Essa mesma situação chamou a atenção da promotora Márcia Arend que, em sua explanação, pediu aos vereadores bom senso na votação do PLC. "É um momento grave para o município que exige que os parlamentares compreendam a impossibilidade de não anuir com essa lei. É bastante possível que os vereadores não tenham analisado totalmente a historicidade do relatado aqui, pois essas ações são pesadas", frisou, referendo-se ao contrato inicial de 2004 e a suspensão do mesmo, em 2007.

 

Já o promotor Raul de Araújo Santos mostrou preocupação com o lado ambiental e destacou a retomada da concessão como essencial para que São José cumpra a legislação, principalmente pela inclusão da questões relativas ao plano de resíduos sólidos para o município.

 

IPTU será majorado em 4,56% em 2019

Ainda na reunião pública, o Secretário de Finanças, Antônio Carlos Vieira, respondeu que o IPTU aumentará 4,56% em 2019, referente ao IPCA entre novembro de 2017 e outubro de 2018. No entanto, questionado pelo vereador Clonny Capistrano, destacou que haverá duas cobranças em separado: o carnê do IPTU, pela prefeitura, e tarifa do lixo, pela concessionária. 

 

Já os vereadores Sanderson de Jesus, Antônio Lemos e Moacir da Silva ressaltaram a importância de haver clareza e transparência quanto ao que o cidadão irá desembolsar, caso haja acordo e retomada da concessão ou caso não haja e a concessionária decida cobrar na justiça as indenizações milionárias. "Se o acordo é bom, quero fazê-lo o mais rápido possível, pois esse é um pesadelo que a cidade tem carregado faz tempo.
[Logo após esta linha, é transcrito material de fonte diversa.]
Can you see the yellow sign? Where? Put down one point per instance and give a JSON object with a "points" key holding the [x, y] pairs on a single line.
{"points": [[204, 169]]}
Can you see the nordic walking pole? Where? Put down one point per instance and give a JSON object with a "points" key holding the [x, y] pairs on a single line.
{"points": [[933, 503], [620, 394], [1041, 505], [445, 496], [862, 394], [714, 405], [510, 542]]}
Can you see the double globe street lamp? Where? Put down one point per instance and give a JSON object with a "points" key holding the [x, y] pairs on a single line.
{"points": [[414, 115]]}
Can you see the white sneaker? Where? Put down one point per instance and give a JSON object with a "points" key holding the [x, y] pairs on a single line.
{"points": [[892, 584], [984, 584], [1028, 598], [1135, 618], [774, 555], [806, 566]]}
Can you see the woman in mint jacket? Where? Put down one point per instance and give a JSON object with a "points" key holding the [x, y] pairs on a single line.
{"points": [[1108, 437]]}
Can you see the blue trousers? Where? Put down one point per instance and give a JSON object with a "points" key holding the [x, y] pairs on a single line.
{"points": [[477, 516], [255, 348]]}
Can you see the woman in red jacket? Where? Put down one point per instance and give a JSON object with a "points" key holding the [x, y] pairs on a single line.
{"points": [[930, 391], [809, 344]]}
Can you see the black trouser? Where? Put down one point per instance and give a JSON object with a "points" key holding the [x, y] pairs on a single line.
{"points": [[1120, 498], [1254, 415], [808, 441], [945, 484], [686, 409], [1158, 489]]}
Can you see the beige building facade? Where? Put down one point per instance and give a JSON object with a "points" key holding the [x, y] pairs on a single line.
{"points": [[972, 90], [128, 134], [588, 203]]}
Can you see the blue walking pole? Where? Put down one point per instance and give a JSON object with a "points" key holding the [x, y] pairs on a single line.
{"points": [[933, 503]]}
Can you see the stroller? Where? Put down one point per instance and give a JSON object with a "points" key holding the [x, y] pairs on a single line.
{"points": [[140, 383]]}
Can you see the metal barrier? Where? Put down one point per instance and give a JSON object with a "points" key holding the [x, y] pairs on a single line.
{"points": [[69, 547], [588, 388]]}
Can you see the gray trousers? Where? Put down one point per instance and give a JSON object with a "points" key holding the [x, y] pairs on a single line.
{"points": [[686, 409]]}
O receio dos vereadores não é a pressa, é o tempo, porque se não aprovarmos o PLC agora, só no final do ano que vem e aí a concessionária pode desistir do acordo e quem terá que pagar os R$ 70 milhões é a população", declarou o vereador Moacir da Silva.

 

Por fim, a palavra foi aberta ao público e coube ao presidente do Observatório Social, João Alfredo Freitas Gomes, ressaltar números e pedir aos vereadores a fiscalização do novo contrato de concessão. "Vistam a carapuça de fiscal antes de vestirem a de legisladores", disse.

 

Indenizações podem gerar precatórios de R$ 70 milhões

De acordo com a explanação do Procurador-Geral do Município, Rodrigo João Machado, a retomada da concessão pode evitar que os valores ajuizados virem precatórios ao município. Atualizados em agosto, os números de uma única ação superam os R$ 63 milhões e ainda impedem que o Executivo abra licitação para contratar outra empresa para coleta e destinação dos resíduos.

 

Até por isso, diversas manifestações por parte do Executivo, Judiciário e Legislativo recomendaram a aprovação do PLC, também pelo fato de a justiça ter dado ganho de causa, em 1ª instância, à concessionária. Dessa forma, segundo o Secretário de Finanças, resta pouco a ser feito. 

 

"Ou o município de São José aceita a retomada da concessão com algumas correções e sem pagamento de precatório ou vai receber de 'goela abaixo' a concessão com pagamento de precatórios", frisou, ainda explicando os gastos da prefeitura com o serviço atual. "Em 2018, lançamos R$ 29 milhões em termos de taxa de lixo e há previsão de arrecadar até dezembro cerca de R$ 19 milhões. O que nós pagamos para a Ambiental, que coleta, e Proactiva, que destina, dá em torno de R$ 25 milhões. Essa diferença de R$ 6 milhões, temos que tirar de outros lugares para pagar", concluiu.